This is the first in a new series The Duke’s Daughters by Ms Frampton, and focuses on Lady Eleanor Howlett who is the eldest of the family. One of her sisters has disgraced the family’s good name and image by running off with the dance instructor (how gauche!) and it’s now up to Eleanor to make a good marriage and restore the family to the good graces of the ton. Her parents have arranged a match with Lord Carson, a perfectly acceptable man with a good family name in need of the dowry she will bring. Eleanor just isn’t convinced she’s ready for the engagement and tells him she needs some time to accept his proposal and get to know him. Since Carson is a busy man and has no time to woo her, he asks his brother Alexander to take care of this for him.

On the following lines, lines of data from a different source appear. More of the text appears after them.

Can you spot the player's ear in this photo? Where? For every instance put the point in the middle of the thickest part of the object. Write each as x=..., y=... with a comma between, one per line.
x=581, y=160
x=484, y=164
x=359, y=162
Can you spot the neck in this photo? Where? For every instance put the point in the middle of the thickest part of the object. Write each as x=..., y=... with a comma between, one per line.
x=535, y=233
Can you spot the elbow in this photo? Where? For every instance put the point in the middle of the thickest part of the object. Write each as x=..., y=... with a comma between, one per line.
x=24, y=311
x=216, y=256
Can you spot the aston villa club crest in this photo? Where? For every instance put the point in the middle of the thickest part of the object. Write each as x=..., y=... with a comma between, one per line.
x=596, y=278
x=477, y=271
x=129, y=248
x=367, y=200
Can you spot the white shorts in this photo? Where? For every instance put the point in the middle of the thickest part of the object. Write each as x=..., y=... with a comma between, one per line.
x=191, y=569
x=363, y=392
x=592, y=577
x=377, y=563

Naturally Alex is the opposite of his brother and oozes charm and sensuality that no woman can resist. He’s tall and gorgeous, but he’s quite sure that he’s just a rake who has no interest in settling down. His first impression of Eleanor is that she’s pleasant but perhaps rather dim witted, since her eyes always seemed slightly unfocused when he’d met her previously. She quickly puts that impression out the window when they go out for a ride in the park, telling him that her mother won’t allow her to wear her spectacles in public which results in Eleanor squinting and unable to see anything clearly. She puts them on, and he’s instantly aware of her beauty (rather an opposite of the girls with glasses trope) and realizes that she’s really very well educated and they find many topics of shared interest. She tells him she wants to be “overwhelmed” so when she marries she’ll have something to look back on fondly. To begin this process, he takes her to a cricket match and ends up shirtless, which was very overwhelming indeed for Eleanor.

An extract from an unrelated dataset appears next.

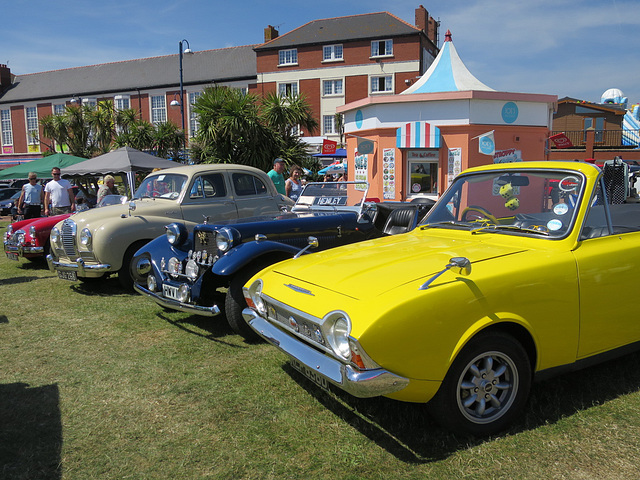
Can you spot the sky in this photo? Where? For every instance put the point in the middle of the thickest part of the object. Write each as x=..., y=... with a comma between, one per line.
x=568, y=48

It doesn’t take long, and their meetings become more and more intimate and there are some chapters with the two of them alone at a bookshop that are quite steamy! Now, of course, she is still spoken for, so their relationship is completely improper and they continue to make excuses to themselves over why they should continue. Eleanor knows in her mind that she needs to marry Carson to save her sisters from being unable to make good marriages, but in her heart she doesn’t want to lose Alex who really understands her. Then she receives a letter from her errant sister which pushes everything forward to the inevitable conclusion.

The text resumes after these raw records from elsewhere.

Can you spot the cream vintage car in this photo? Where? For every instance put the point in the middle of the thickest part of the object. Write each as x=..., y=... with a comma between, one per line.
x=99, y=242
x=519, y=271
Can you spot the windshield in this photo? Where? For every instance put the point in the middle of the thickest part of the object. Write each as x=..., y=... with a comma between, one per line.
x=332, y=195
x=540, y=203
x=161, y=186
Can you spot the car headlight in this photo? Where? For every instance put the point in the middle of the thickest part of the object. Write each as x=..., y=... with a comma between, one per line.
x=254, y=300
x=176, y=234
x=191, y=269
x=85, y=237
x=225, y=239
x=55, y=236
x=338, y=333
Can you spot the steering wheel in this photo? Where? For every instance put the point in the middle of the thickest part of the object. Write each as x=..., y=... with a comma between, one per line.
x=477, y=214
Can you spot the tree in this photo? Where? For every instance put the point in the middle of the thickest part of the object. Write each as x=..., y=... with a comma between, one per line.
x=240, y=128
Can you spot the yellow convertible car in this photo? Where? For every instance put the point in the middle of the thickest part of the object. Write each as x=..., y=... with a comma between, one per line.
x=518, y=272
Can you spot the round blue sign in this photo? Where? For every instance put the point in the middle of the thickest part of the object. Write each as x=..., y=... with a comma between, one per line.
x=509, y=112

Overall, it was nothing new; in fact it reminded me very much of the Loretta Chase book Duke in Shining Armor which I just read (and which was done much better). Eleanor does come across sometimes as being ahead of her time, and I felt that she and Alex were afforded much more leniency to be alone together than was acceptable for that period, even if she was practically engaged. It’s not completely wallpaper historical, and your level of enjoyment may depend on how you feel about the illicit nature of their relationship; otherwise it’s light and frothy, and I liked Eleanor’s relationship with her sisters who will likely all get their own books in due course.